As I transitioned into instructional design, I noticed strong alignment between backwards design and common ID models like ADDIE and SAM—and I’ve adapted both into my process. ADDIE offers a broad structure: Analyze, Design, Develop, Implement, Evaluate. My approach focuses especially on the front end of that cycle, prioritizing deep analysis and intentional assessment before development begins.

SAM (Successive Approximation Model) also aligns with backwards design, especially when building modular or microlearning content. It supports rapid design cycles, allowing for low-fidelity prototyping, iterative feedback, and quick testing of ideas, which I integrate into both full-course development and individual asset creation.

I also add a step before everything else: empathy. Borrowed from UX design, this phase helps me better understand learners’ needs and the root of the performance problem before designing solutions. It’s especially important when retrofitting or supplementing existing training—ensuring new content fits into a cohesive learning journey rather than feeling tacked on.

These frameworks aren’t separate—they work together. Whether I’m designing a standalone module or a comprehensive program, I draw from backwards design, ADDIE, and SAM to create learning experiences that are thoughtful, testable, and grounded in what learners really need to succeed.

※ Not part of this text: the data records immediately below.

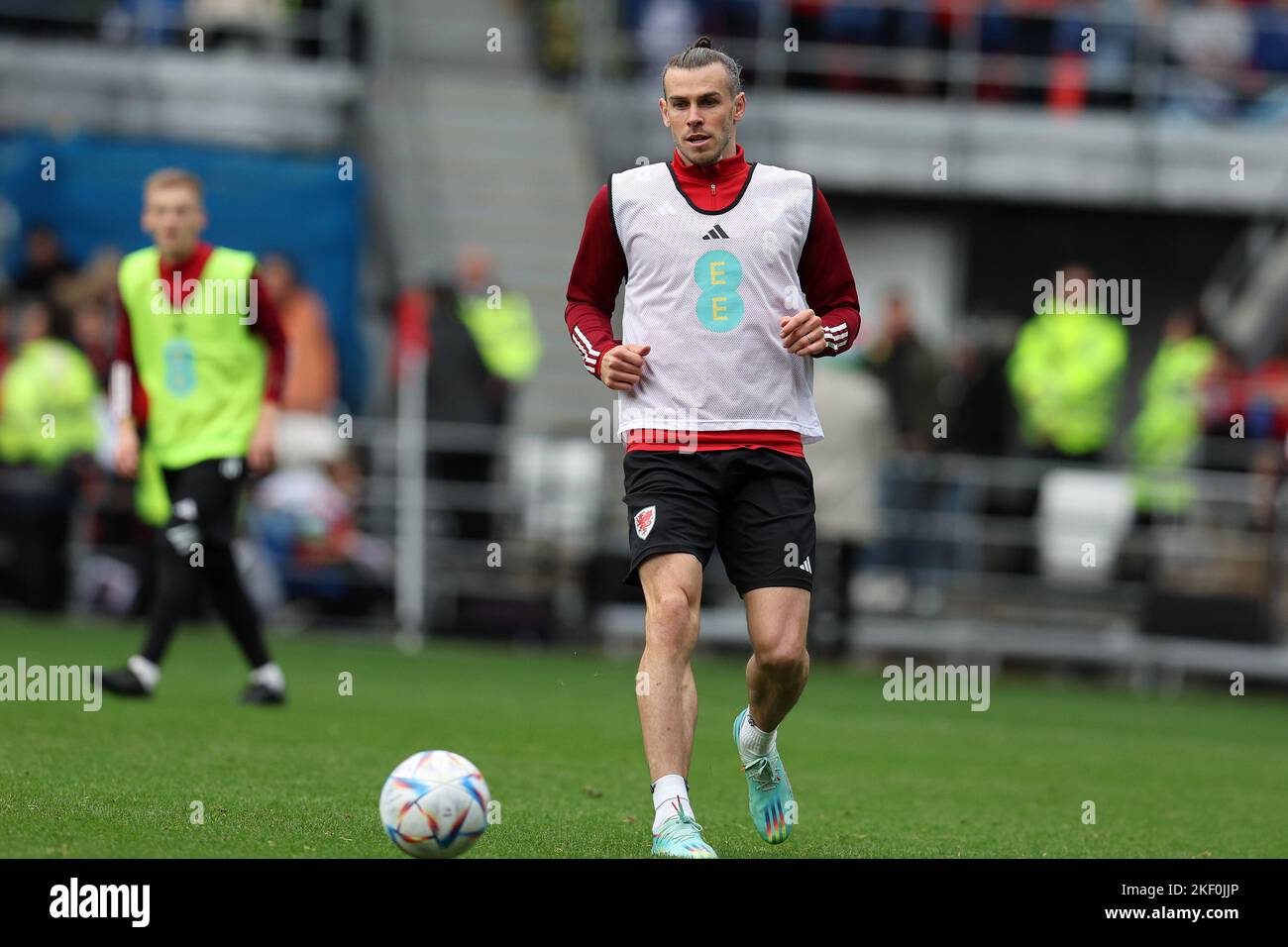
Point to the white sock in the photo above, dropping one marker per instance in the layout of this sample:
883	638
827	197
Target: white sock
754	741
269	676
670	795
147	673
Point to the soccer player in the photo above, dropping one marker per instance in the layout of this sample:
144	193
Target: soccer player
198	373
735	281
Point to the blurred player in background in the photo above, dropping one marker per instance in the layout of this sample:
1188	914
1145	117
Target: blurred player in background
715	379
198	373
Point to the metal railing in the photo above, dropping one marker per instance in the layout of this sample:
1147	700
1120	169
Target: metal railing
323	31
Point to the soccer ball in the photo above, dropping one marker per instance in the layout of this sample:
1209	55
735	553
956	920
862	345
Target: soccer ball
434	804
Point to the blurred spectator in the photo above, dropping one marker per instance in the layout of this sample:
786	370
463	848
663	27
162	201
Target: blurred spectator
911	377
44	263
909	372
1212	42
1065	373
975	393
312	376
307	429
854	408
47	425
1168	431
482	342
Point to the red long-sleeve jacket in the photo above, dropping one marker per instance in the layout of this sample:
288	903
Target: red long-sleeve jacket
600	266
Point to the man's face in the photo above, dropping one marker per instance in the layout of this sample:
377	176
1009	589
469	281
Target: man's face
700	114
174	218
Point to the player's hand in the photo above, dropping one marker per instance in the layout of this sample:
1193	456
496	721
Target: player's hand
622	367
803	334
261	453
127	459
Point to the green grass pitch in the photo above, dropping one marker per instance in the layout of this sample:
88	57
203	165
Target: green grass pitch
557	737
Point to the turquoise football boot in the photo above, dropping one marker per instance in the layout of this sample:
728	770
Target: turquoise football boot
769	792
682	838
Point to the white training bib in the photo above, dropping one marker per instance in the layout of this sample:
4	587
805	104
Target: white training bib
706	290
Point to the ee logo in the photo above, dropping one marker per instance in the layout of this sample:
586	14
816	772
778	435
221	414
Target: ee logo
719	272
180	373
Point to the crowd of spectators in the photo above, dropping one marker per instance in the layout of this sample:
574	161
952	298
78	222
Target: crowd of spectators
58	331
1210	59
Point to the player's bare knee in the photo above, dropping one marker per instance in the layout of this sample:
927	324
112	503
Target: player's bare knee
786	657
673	618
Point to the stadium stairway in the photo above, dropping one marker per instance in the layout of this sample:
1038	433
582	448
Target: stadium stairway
469	146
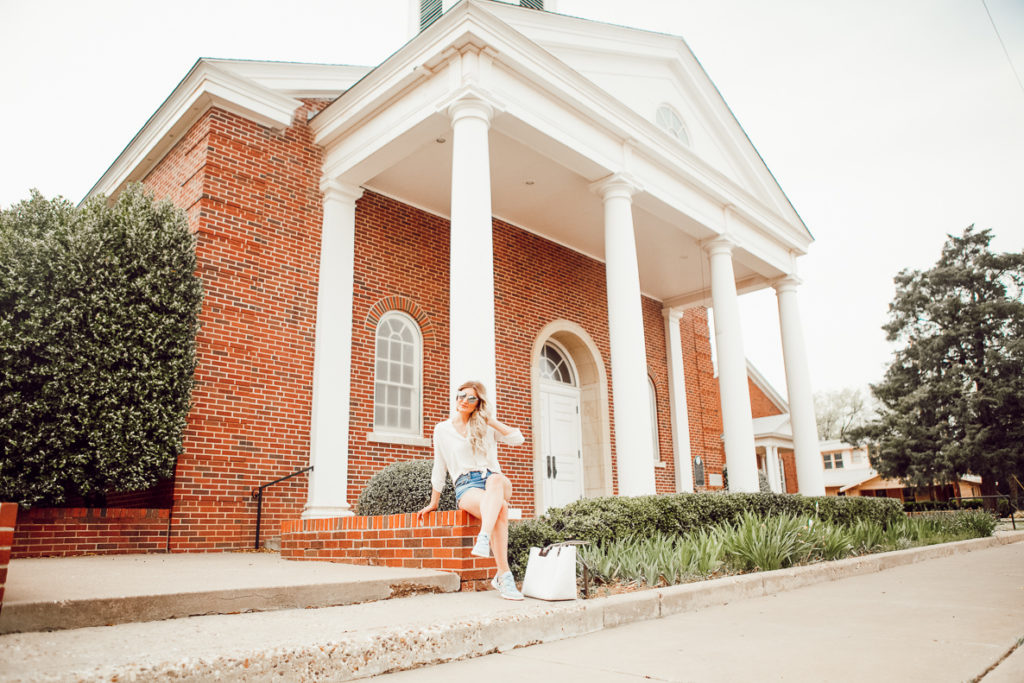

Safe to Try, Built to Learn

Learning doesn’t happen all at once — it happens in the space between attempts, in the feedback loop where learners can try, get it wrong, and try again. I design practice opportunities that aren’t just repetitive exercises, but meaningful moments of low-stakes exploration. Whether it’s a micro-decision in a scenario or a knowledge check that gives specific feedback, each interaction is a chance to build confidence before performance is on the line.

training, practice, feedback, and application shown as a continuous loop with arrows connecting and looping back between each stage to illustrate fluid, nonlinear learning

Feedback isn’t just an outcome — it’s an embedded part of the learning experience. I use it to guide, adjust, and affirm. And when learners know it’s safe to try (and fail), they’re more likely to engage deeply and retain what they learn.

Designing for Transfer

A training experience isn’t successful unless the learning sticks — and more importantly, transfers. My goal isn’t just to deliver information, but to design learning that shows up in the real world. That means focusing on authentic assessments, realistic scenarios, and practice opportunities that mirror actual tasks, decisions, or challenges learners face.

I design for transfer by identifying the core behaviors or knowledge that learners need to apply, and building in chances to reflect, try, fail, and adjust in a safe space. This could mean a branching scenario with feedback, a simulation-based assessment, or a guided reflection that helps learners connect training to their role.

When learning is designed with transfer in mind, it doesn’t just check a box — it changes behavior.